Faceva freddo nei primi ottanta. E l'odore di plastica iniziava a diffondersi nell'aria. Nell'aria giravano parecchi suoni. Si respirava certa musica per riscaldarsi. Perché certe voci colpivano al cuore, all'anima e al cervello. Parlavano, cantavano, urlavano ossessioni. Si ascoltavano perché erano anche le nostre. Perché c'erano cantori eccellenti capaci di esorcizzarle, queste nuove ossessioni. Cantori dell'età del ghiaccio (Ian Curtis). Cantori della rabbia sociale (Joe Strummer). Cantori della disintegrazione dell'individuo (Robert Smith), dell'insostenibile leggerezza (Marc Almond), delle paure ancestrali (Peter Murphy). Tutte, o quasi, voci maschili. Ma dov'erano le donne?

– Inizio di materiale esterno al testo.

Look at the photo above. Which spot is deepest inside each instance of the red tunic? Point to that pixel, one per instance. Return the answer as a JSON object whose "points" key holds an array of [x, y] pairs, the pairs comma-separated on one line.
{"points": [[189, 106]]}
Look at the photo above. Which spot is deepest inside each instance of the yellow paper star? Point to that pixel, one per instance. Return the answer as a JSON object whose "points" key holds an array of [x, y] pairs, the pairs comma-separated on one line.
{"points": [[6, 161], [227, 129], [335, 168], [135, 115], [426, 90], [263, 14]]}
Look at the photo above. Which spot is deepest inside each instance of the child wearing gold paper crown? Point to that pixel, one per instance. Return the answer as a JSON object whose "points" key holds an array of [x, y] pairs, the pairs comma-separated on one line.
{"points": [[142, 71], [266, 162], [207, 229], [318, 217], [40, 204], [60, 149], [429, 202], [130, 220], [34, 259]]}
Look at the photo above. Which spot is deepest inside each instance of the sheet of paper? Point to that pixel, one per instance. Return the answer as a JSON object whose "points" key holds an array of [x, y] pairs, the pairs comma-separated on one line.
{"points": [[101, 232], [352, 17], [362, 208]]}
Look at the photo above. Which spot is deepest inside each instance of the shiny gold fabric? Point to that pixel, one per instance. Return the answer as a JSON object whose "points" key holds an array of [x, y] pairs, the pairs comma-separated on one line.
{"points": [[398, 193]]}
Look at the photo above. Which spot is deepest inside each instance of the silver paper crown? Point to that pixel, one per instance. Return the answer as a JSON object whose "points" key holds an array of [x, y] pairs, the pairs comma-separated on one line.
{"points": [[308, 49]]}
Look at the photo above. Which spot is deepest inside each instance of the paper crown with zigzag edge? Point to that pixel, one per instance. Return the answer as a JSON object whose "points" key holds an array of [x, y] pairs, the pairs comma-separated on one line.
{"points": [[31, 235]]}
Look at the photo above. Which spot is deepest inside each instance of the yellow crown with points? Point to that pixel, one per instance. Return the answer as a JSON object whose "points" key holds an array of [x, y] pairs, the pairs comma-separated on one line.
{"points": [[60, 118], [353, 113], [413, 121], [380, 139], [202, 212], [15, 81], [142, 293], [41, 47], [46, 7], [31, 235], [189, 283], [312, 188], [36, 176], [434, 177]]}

Le donne erano all'ascolto. È una loro prerogativa. Poi si misero a cantare e cambiarono quella certa musica. Si misero a fantasticare di sogni e incubi (Liz Fraser e Lisa Gerrard). A sussurrare promesse (Sade). A recitare poesie urbane (Suzanne Vega). Donne & microfoni. Carmel, Lennox, Moyet e via scendendo. Nell'antologia di voci femminili di quel periodo un capitolo importante lo merita Anna Domino. Distante dalla celebrità forse perché distante dalla Britannia, terra su cui erano orientate tutte, o quasi, le orecchie. Nata a Tokyo Anna Taylor trascorse l'adolescenza tra Firenze e Ottawa. Poi la New York dei fine settanta (qualcuno ricorda i primissimi Polyrock?). Infine Europa. A Bruxelles trovò una casa, quella discografica. I Dischi del Crepuscolo. E due produttori. Alan Rankine ex Associates e Marc Moulin dei Telex (quelli di Moscow Discow per intenderci). Con loro Anna realizzò le cose migliori. Synth-pop stiloso e atmosferico. Condito di venature jazz e ritmica elettronica. Timbrica vocale sofisticata e suadente. Un ideale, quanto improbabile, crocevia tra l'enigmatica Laurie Anderson e la malinconica Tracey Thorn.
Semmai esistesse una madrina per tutte quelle voci uscite dalla fredda Scandinavia. Una madrina per Stina, Hanne, Karin. Ebbene potrebbe essere lei, Anna Domino. Autrice di testi fragili, visionari, interrogativi. Tipo: "Vorrei camminare come una donna africana. Vorrei parlare in sing-song" (Rythm). Oppure: "Metà di me stessa vorrebbe vendere la mia anima, tutto il resto dice aspetta, controlla" (Half of Myself). Entrambi i brani impreziositi dal sax struggente di Steven Brown. E proprio i Tuxedomoon l'avrebbero potuta assoldare. Per un disco, almeno. Perché la sua voce era perfetta per interpretare le atmosfere notturne e cinematiche del grande ensemble. Nulla, invece. Anna Domino preferì restare fedele al suo compagno polistrumentista Michel Delory che la affiancò per il resto di una carriera proseguita senza infamia nè gloria. Ma restano quei primi dischi. "East and West" e "Anna Domino". Rimasterizzati e addizionati di bonus tracks. E a prendere i brani migliori dei due, quelli dove gli arrangiamenti la sostengono al meglio, ne vien fuori una collezione che ancora oggi meraviglia.
Un'istantanea perfetta di quel periodo. Metà ottanta. Quando le donne si misero a cantare e sconvolsero la musica. Quella pop, perlomeno.